Traté de imaginármelo. ¿Niall y yo comiendo en el Palacio de la Hamburguesa? ¿Compartiendo el banco en la iglesia algún domingo? Me parecía que no.
—Me da la sensación de que hay muchas cosas que no me cuenta —dije sin rodeos.
—Así tendremos de qué hablar la próxima vez —dijo, y me guiñó uno de sus ojos verde mar. De acuerdo, eso no me lo esperaba.
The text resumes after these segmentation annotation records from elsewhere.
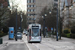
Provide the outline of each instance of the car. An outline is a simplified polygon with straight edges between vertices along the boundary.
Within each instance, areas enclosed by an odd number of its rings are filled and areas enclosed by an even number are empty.
[[[21,39],[22,40],[22,33],[21,32],[17,32],[16,36],[17,36],[17,39]]]

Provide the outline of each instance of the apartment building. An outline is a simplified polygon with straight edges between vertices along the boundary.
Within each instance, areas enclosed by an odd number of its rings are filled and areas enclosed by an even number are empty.
[[[54,0],[27,0],[27,22],[35,23],[39,21],[39,14],[44,7],[49,7],[54,3]]]
[[[75,0],[64,0],[63,4],[63,29],[71,28],[75,22]]]

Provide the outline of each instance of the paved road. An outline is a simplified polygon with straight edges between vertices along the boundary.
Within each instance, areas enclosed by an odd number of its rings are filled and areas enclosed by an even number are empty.
[[[75,50],[75,39],[62,37],[62,40],[56,41],[54,38],[42,38],[41,43],[28,43],[26,38],[23,36],[29,50]]]
[[[1,50],[28,50],[28,48],[25,45],[25,43],[22,43],[22,44],[9,44],[7,47]]]
[[[8,35],[2,38],[3,44],[0,44],[0,50],[28,50],[23,40],[8,40]]]

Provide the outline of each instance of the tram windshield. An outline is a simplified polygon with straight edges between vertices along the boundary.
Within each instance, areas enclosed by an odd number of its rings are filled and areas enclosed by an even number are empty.
[[[34,37],[39,36],[39,28],[32,28],[32,36]]]

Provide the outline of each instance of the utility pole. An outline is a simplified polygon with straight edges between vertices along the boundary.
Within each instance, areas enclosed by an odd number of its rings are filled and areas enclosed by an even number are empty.
[[[60,0],[58,0],[58,16],[59,16],[59,39],[61,39],[62,24],[60,19]]]
[[[17,8],[16,8],[16,32],[15,32],[15,40],[17,41]]]

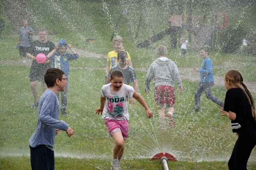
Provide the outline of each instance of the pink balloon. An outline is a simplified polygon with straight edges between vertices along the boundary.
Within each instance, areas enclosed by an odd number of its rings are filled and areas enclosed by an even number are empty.
[[[36,60],[38,63],[43,64],[46,61],[46,56],[44,54],[40,53],[36,57]]]

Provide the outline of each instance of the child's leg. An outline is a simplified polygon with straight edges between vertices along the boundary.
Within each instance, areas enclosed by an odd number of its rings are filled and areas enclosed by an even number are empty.
[[[112,138],[115,142],[113,150],[113,158],[114,159],[121,159],[124,150],[125,142],[124,137],[120,131],[115,133],[112,135]]]
[[[172,127],[175,127],[175,121],[173,119],[173,112],[174,111],[174,108],[173,106],[169,107],[167,108],[167,114],[166,116],[169,119],[169,124]]]
[[[165,109],[164,105],[158,106],[158,113],[159,114],[159,120],[161,124],[164,123],[164,115]]]

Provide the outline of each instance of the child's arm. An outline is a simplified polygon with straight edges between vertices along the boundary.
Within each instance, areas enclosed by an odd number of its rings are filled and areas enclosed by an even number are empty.
[[[109,70],[110,68],[110,62],[107,61],[107,66],[106,66],[106,77],[108,78],[108,72],[109,72]]]
[[[56,51],[56,50],[57,50],[58,49],[59,49],[59,46],[58,45],[56,45],[54,47],[54,49],[53,49],[52,51],[49,53],[47,55],[46,55],[46,57],[47,57],[47,59],[48,59],[48,58],[50,58],[51,56],[52,56],[53,54],[53,53],[54,53],[55,51]]]
[[[104,105],[105,105],[105,102],[106,102],[106,98],[104,98],[102,96],[102,95],[100,96],[100,106],[98,109],[94,109],[94,110],[96,111],[96,114],[99,114],[100,113],[101,115],[102,115],[102,111],[103,111],[103,109],[104,109]]]
[[[132,59],[128,61],[128,65],[132,67]]]
[[[76,55],[76,51],[75,51],[72,48],[72,47],[71,47],[71,44],[68,44],[68,48],[69,49],[70,49],[70,50],[71,51],[72,51],[72,53],[73,53],[73,54],[74,54],[74,55]]]
[[[150,118],[151,117],[153,117],[153,113],[150,109],[149,109],[144,99],[140,94],[134,91],[133,93],[133,95],[132,95],[132,97],[136,99],[146,109],[146,113],[147,115],[147,117]]]

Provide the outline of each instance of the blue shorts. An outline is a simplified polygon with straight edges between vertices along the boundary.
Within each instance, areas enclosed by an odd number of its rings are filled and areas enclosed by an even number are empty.
[[[45,145],[30,149],[30,163],[32,170],[53,170],[54,169],[54,153],[53,150]]]

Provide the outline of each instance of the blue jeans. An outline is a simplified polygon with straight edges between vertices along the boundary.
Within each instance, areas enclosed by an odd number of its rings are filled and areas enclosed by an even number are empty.
[[[212,94],[211,88],[214,84],[213,82],[200,82],[197,86],[196,93],[195,93],[195,107],[199,107],[200,105],[200,98],[203,92],[204,91],[206,98],[212,102],[215,103],[218,105],[220,106],[222,103],[221,100]]]

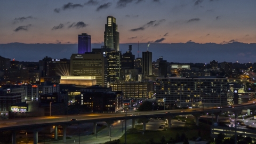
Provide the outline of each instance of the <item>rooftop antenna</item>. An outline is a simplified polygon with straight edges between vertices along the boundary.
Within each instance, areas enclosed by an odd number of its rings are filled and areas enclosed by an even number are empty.
[[[140,57],[140,51],[139,50],[139,41],[138,41],[138,58]]]

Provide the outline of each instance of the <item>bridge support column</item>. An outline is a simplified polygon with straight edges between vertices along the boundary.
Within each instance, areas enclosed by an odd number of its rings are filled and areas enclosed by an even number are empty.
[[[199,118],[201,116],[201,114],[193,114],[194,122],[196,123],[196,125],[198,126],[199,125]]]
[[[214,113],[215,115],[215,122],[218,123],[219,122],[219,116],[221,114],[221,113]]]
[[[37,144],[38,142],[38,132],[37,130],[34,130],[33,132],[33,140],[34,140],[34,144]]]
[[[132,128],[135,128],[135,121],[136,119],[132,119]]]
[[[108,135],[110,136],[110,135],[111,135],[111,124],[114,123],[114,122],[113,121],[108,121],[108,122],[106,122],[107,123],[107,126],[108,126]]]
[[[58,140],[58,125],[54,126],[54,138]]]
[[[62,126],[62,129],[63,129],[63,142],[66,143],[67,142],[66,140],[66,129],[67,129],[67,125],[63,125]]]
[[[16,144],[16,131],[12,131],[12,144]]]
[[[93,123],[93,133],[94,134],[97,133],[97,123],[96,122]]]
[[[171,120],[172,118],[174,118],[173,116],[167,116],[167,124],[168,124],[168,128],[171,128],[171,125],[172,124],[171,123]]]

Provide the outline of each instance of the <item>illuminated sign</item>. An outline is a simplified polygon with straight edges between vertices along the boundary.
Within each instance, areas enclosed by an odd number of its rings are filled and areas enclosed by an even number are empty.
[[[11,106],[11,110],[12,113],[26,113],[27,108],[23,106]]]

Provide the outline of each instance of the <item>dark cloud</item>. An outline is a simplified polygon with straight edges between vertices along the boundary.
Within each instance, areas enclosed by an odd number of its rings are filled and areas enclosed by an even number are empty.
[[[220,43],[220,44],[228,44],[228,43],[231,43],[233,42],[236,42],[237,41],[237,39],[231,39],[228,42],[226,42],[226,41],[223,41],[221,43]]]
[[[84,23],[83,21],[79,21],[77,23],[73,22],[71,25],[68,26],[68,28],[84,28],[88,26],[88,25]]]
[[[54,10],[53,10],[53,11],[56,12],[56,13],[60,13],[60,9],[58,9],[58,8],[56,8]]]
[[[195,5],[198,5],[198,4],[202,3],[202,2],[203,2],[203,0],[197,0],[197,1],[196,1],[195,2]]]
[[[97,7],[97,9],[96,11],[99,11],[101,9],[108,9],[109,6],[111,5],[111,3],[105,3],[103,4],[102,4],[99,7]]]
[[[65,4],[62,6],[62,10],[66,10],[67,9],[74,9],[76,7],[83,7],[84,6],[81,4],[74,4],[72,3],[68,3],[66,4]]]
[[[87,3],[84,3],[84,5],[95,5],[99,3],[97,1],[89,0]]]
[[[134,36],[134,37],[129,37],[128,39],[133,39],[133,38],[137,38],[137,36]]]
[[[165,38],[162,37],[159,39],[157,39],[156,40],[155,42],[154,42],[154,43],[161,43],[163,41],[164,41],[164,39],[165,39]]]
[[[141,2],[143,2],[143,0],[138,0],[137,2],[136,2],[137,4]]]
[[[127,17],[127,18],[137,18],[137,17],[139,17],[139,15],[129,15],[129,14],[127,14],[127,15],[125,15],[125,17]]]
[[[161,23],[162,22],[164,22],[164,21],[165,21],[165,19],[162,19],[162,20],[157,21],[157,23],[155,23],[155,25],[154,25],[154,27],[157,26],[158,26],[159,25],[160,25],[160,23]]]
[[[130,30],[131,31],[138,31],[138,30],[144,30],[145,28],[144,27],[139,27],[139,28],[134,28],[134,29],[131,29]]]
[[[15,24],[16,23],[18,23],[18,22],[22,22],[25,20],[27,20],[27,19],[33,19],[33,18],[34,18],[32,16],[29,16],[29,17],[23,17],[15,18],[14,20],[13,21],[13,23]]]
[[[31,27],[32,25],[29,24],[27,26],[19,26],[18,28],[17,28],[15,29],[14,30],[14,31],[19,31],[20,30],[25,30],[25,31],[28,31],[28,29],[29,27]]]
[[[126,6],[126,4],[132,2],[133,0],[119,0],[116,3],[116,7],[118,8],[124,7]]]
[[[62,23],[60,23],[60,25],[59,25],[59,26],[54,26],[52,28],[52,30],[56,30],[56,29],[61,29],[63,27],[64,27],[64,25],[63,25]]]
[[[199,18],[195,18],[195,19],[190,19],[188,21],[188,22],[191,22],[191,21],[199,21],[200,20],[200,19]]]
[[[167,35],[168,35],[168,33],[167,33],[165,34],[164,34],[164,36],[167,36]]]
[[[165,19],[162,19],[162,20],[160,20],[159,21],[151,20],[151,21],[149,21],[149,22],[147,23],[146,24],[143,25],[142,27],[140,27],[138,28],[132,29],[130,30],[133,31],[138,31],[138,30],[143,30],[146,28],[147,28],[147,27],[150,27],[150,26],[154,26],[154,27],[157,26],[160,23],[161,23],[162,22],[163,22],[165,21]]]
[[[56,44],[61,44],[61,42],[60,42],[60,41],[56,39]]]

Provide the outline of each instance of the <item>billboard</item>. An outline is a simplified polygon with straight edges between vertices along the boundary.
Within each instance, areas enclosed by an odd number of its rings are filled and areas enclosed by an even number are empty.
[[[26,106],[11,106],[12,113],[26,113],[28,107]]]

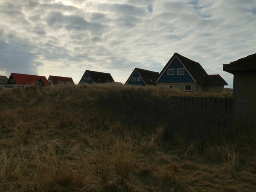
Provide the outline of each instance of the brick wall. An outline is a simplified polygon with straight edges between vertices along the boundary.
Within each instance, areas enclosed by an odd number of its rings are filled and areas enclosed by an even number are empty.
[[[234,74],[233,102],[235,118],[255,115],[256,72],[237,72]]]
Me dio su tarjeta, lo que también me sorprendió. En ella decía simplemente «Niall Brigant» y aparecía un número de teléfono—. Puedes llamarme a este número en cualquier momento. Siempre responderá alguien.
—Gracias —dije—. Me imagino que conoce también mi número. —Asintió. Supuse que iba a marcharse ya, pero se hizo el remolón. Parecía tan reacio a irse como yo—. Y bien —dije, y tosí para aclararme la garganta—. ¿A qué se dedica todo el día? —No sé cómo explicar lo extraño y fantástico que me resultaba estar en compañía de un familiar. Yo sólo tenía a Jason, y no era lo que puede decirse un hermano de aquellos a los que se lo explicas todo. Sabía que podía contar con él en caso de apuro, pero ¿salir juntos? Eso no iba a suceder nunca.
Mi bisabuelo respondió a mi pregunta, pero cuando posteriormente traté de recordar su respuesta, no conseguí nada concreto. Supongo que es debido a su magia de príncipe de las hadas. Me contó que era copropietario de un par de bancos, de una empresa que fabricaba mobiliario para jardín y —y eso me pareció extraño— de otra dedicada a la medicina experimental.
Lo miré dubitativa.
—Medicamentos para humanos —dije, para asegurarme de que lo había entendido correctamente.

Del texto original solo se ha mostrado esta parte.